For comparison, we fit an identical model using the default Euclidean metric. This model treats latitude and longitude as ordinary continuous variables and will not handle the wrap-around near ±π correctly.

fit_euc <- AddiVortes(
  y            = y,
  x            = x,
  m            = 50,
  totalMCMCIter = 500,
  mcmcBurnIn   = 100,
  metric       = "E",        # Euclidean distance (default)
  showProgress = FALSE
)
cat("In-sample RMSE (Euclidean metric):", round(fit_euc$inSampleRmse, 3), "\n")
#> In-sample RMSE (Euclidean metric): 1.333

5. Out-of-Sample Evaluation

We generate a held-out test set and compare the two models. We also include a group of observations near the date line (longitude ≈ ±π) to highlight where the Euclidean metric is most likely to struggle.

set.seed(101)
n_test <- 200

lat_test <- runif(n_test, -pi / 2, pi / 2)
lon_test <- runif(n_test, -pi,     pi)

y_true_test <- 20 * cos(lat_test) + 5 * sin(lon_test)
y_test      <- y_true_test + rnorm(n_test, sd = 2)

x_test <- cbind(lat_test, lon_test)
preds_sph <- predict(fit_sph, x_test, showProgress = FALSE)
preds_euc <- predict(fit_euc, x_test, showProgress = FALSE)
rmse_sph <- sqrt(mean((y_test - preds_sph)^2))
rmse_euc <- sqrt(mean((y_test - preds_euc)^2))

cat("Test RMSE — spherical metric:", round(rmse_sph, 3), "\n")
#> Test RMSE — spherical metric: 2.187
cat("Test RMSE — Euclidean metric:", round(rmse_euc, 3), "\n")
#> Test RMSE — Euclidean metric: 2.232

6. Visualising Predictions

The plot below shows predicted versus observed values for both models on the test set. A well-calibrated model should have points lying close to the diagonal.

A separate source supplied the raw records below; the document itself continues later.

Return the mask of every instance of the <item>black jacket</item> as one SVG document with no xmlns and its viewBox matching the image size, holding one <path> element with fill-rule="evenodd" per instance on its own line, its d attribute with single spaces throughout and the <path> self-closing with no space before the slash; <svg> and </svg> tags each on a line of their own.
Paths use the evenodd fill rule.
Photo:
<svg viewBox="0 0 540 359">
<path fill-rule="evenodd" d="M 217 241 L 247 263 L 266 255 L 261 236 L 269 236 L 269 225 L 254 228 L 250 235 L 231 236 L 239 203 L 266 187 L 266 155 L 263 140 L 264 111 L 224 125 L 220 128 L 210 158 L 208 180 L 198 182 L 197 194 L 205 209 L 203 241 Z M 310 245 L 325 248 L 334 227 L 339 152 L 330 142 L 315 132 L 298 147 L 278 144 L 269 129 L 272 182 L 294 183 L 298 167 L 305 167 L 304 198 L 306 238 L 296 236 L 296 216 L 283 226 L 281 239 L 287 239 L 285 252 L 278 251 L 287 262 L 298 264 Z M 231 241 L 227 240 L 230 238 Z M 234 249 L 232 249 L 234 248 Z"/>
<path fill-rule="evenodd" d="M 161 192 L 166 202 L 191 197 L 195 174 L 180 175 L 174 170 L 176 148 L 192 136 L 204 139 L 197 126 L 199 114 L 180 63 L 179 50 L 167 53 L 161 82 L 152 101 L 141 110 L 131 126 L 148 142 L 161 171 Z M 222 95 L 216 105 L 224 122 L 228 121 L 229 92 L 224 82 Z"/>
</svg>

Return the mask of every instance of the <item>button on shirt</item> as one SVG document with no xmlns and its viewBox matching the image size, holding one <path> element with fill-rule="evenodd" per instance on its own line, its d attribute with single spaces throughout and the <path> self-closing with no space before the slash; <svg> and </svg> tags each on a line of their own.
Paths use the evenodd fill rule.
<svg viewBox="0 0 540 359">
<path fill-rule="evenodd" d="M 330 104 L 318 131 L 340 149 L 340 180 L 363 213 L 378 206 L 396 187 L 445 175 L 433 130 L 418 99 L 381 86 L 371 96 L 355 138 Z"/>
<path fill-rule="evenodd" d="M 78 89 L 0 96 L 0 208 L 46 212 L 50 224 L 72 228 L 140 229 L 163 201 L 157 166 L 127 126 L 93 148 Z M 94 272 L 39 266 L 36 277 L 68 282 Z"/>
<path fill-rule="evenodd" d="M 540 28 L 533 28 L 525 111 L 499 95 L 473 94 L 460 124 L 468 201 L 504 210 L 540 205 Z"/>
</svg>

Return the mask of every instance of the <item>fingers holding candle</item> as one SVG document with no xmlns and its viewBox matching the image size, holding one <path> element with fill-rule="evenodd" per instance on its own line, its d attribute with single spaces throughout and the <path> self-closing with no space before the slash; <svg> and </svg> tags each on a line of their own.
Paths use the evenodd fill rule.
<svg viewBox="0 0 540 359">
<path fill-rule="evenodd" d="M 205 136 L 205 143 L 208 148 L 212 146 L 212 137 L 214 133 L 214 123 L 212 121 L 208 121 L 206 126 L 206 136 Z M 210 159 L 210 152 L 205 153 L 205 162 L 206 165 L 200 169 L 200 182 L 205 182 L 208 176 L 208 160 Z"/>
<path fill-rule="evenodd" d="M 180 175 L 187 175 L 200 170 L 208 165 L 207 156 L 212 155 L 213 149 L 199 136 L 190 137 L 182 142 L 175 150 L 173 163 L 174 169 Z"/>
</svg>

y_range <- range(c(y_test, preds_sph, preds_euc))

plot(y_test, preds_sph,
     pch  = 19, col = "darkblue", cex = 0.7,
     xlab = "Observed values",
     ylab = "Predicted values",
     main = "Spherical vs. Euclidean Metric: Predicted vs. Observed",
     xlim = y_range, ylim = y_range)
points(y_test, preds_euc, pch = 4, col = "darkred", cex = 0.7)
abline(0, 1, lwd = 2, lty = 2, col = "grey40")
legend("topleft",
       legend = c("Spherical metric", "Euclidean metric", "y = x"),
       col    = c("darkblue", "darkred", "grey40"),
       pch    = c(19, 4, NA),
       lty    = c(NA, NA, 2),
       lwd    = c(NA, NA, 2),
       bty    = "n")

7. Summary of Key Points

  • Set metric = "S" (or metric = "Spherical") to use the great-circle distance for all covariate columns.
  • For datasets that mix spherical and non-spherical covariates, pass a vector of 0s and 1s, e.g. metric = c(1, 1, 0) for two spherical dimensions and one Euclidean dimension.
  • Spherical coordinates must be in radians: latitude in [−π/2, π/2] and longitude in [−π, π].
  • The last spherical column is treated as the azimuthal (longitude) dimension; all other spherical columns are treated as polar (latitude) dimensions.
  • The great-circle distance correctly handles wrap-around, so points near longitude ±π are recognised as neighbours.